La estancia era espaciosa y estaba llena de luz. Había una supermoderna mesa de cristal de gran tamaño con un ordenador encima. Dos butacas y un sofá de esos que sólo se ven en las revistas de arquitectura. Una caja fuerte enorme, último modelo, que no habría podido abrir ni siquiera un misil tierra-aire. Otra caja fuerte patética, que sin duda se remontaba al año 1901 y que habría podido abrirse con un imperdible. Arturo Dimora, un treintañero que parecía un figurín, se levantó y le tendió la mano.

– A su disposición, comisario.

– No le haré perder el tiempo. ¿Le consta que entre los clientes de los últimos tres o cuatro meses haya habido un tal Angelo Pardo?

– Un momento. -Se situó detrás de la mesa de cristal y pulsó unas teclas del ordenador-. Pues sí. Nos compró…

– Ya sé lo que compró. Quisiera saber cómo pagó.

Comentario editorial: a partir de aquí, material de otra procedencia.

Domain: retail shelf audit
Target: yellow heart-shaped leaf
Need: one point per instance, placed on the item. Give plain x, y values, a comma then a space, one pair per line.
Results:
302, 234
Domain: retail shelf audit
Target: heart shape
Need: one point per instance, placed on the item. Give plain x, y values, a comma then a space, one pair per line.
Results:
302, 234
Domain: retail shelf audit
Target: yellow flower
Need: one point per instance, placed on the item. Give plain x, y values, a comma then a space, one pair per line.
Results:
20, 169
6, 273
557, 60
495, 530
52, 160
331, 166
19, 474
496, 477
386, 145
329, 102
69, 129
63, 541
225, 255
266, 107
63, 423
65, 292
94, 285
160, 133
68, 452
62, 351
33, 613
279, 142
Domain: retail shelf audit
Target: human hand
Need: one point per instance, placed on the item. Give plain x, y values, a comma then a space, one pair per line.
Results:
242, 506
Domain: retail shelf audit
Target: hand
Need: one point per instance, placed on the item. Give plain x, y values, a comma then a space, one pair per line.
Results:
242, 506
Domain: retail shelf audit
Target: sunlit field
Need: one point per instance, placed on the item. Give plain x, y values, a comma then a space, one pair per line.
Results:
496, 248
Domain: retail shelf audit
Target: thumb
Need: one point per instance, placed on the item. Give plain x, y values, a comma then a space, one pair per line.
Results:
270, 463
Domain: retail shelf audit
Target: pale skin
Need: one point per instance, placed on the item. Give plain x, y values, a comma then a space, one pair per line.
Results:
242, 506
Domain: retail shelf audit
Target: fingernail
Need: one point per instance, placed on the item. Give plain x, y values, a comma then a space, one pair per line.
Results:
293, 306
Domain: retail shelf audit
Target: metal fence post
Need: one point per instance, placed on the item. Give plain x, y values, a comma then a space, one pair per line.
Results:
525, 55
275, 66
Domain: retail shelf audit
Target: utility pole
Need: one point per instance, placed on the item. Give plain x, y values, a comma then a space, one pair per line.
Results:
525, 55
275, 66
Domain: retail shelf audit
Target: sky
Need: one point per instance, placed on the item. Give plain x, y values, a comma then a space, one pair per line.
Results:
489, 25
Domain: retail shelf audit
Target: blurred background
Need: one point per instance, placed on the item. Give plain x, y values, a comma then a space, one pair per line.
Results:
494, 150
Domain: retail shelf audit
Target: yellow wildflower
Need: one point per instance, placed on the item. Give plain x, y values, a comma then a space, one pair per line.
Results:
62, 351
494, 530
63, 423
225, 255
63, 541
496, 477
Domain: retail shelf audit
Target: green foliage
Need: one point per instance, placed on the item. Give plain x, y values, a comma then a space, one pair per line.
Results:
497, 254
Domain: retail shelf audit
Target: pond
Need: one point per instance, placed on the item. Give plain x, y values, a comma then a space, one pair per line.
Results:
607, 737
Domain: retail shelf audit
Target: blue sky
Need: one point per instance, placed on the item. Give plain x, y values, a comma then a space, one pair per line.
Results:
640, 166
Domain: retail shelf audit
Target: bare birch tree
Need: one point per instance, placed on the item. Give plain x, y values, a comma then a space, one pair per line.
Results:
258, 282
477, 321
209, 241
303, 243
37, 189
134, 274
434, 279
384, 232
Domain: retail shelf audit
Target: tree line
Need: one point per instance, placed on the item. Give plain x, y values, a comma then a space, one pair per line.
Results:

– Un momento. Sí, aquí está. Dos talones de la Banca Popolare di Fanara. ¿Quiere el número de la cuenta?

15

Al salir de la joyería, se lo jugó a pares y nones. ¿Qué hacer? Aunque se pusiera inmediatamente en camino, era muy posible que llegara a Fanara pasada la una y media, es decir, cuando el banco ya estuviese cerrado. Por tanto, lo mejor sería regresar a Vigàta y coger el coche a la mañana siguiente para dirigirse a Fanara. Pero la impaciencia de averiguar algo sin duda importante a través del banco se lo estaba comiendo vivo, y seguramente los nervios lo obligarían a pasarse la noche en vela. De repente recordó que los bancos, con los cuales mantenía muy pocos tratos, abrían una hora por la tarde. Por consiguiente, lo mejor sería ir de inmediato a Fanara y apuntar decididamente hacia una trattoria de allí que se llamaba Da Cosma e Damiano, donde había comido un par de veces a su entera satisfacción, y después, sobre las tres de la tarde, presentarse en el banco. Al llegar al lugar donde había aparcado, acudió a su mente un pensamiento de lo más desagradable, y era que tenía una cita con el jefe superior a la que tal vez no consiguiese llegar a tiempo. ¿Qué hacer entonces? Pues olvidarse de la cita con el señor jefe superior y mandarla al carajo: si el otro no había hecho más que retrasar día a día la maldita cita, ¿a él no le estaría permitido fallar una vez? Subió al coche y se puso en marcha.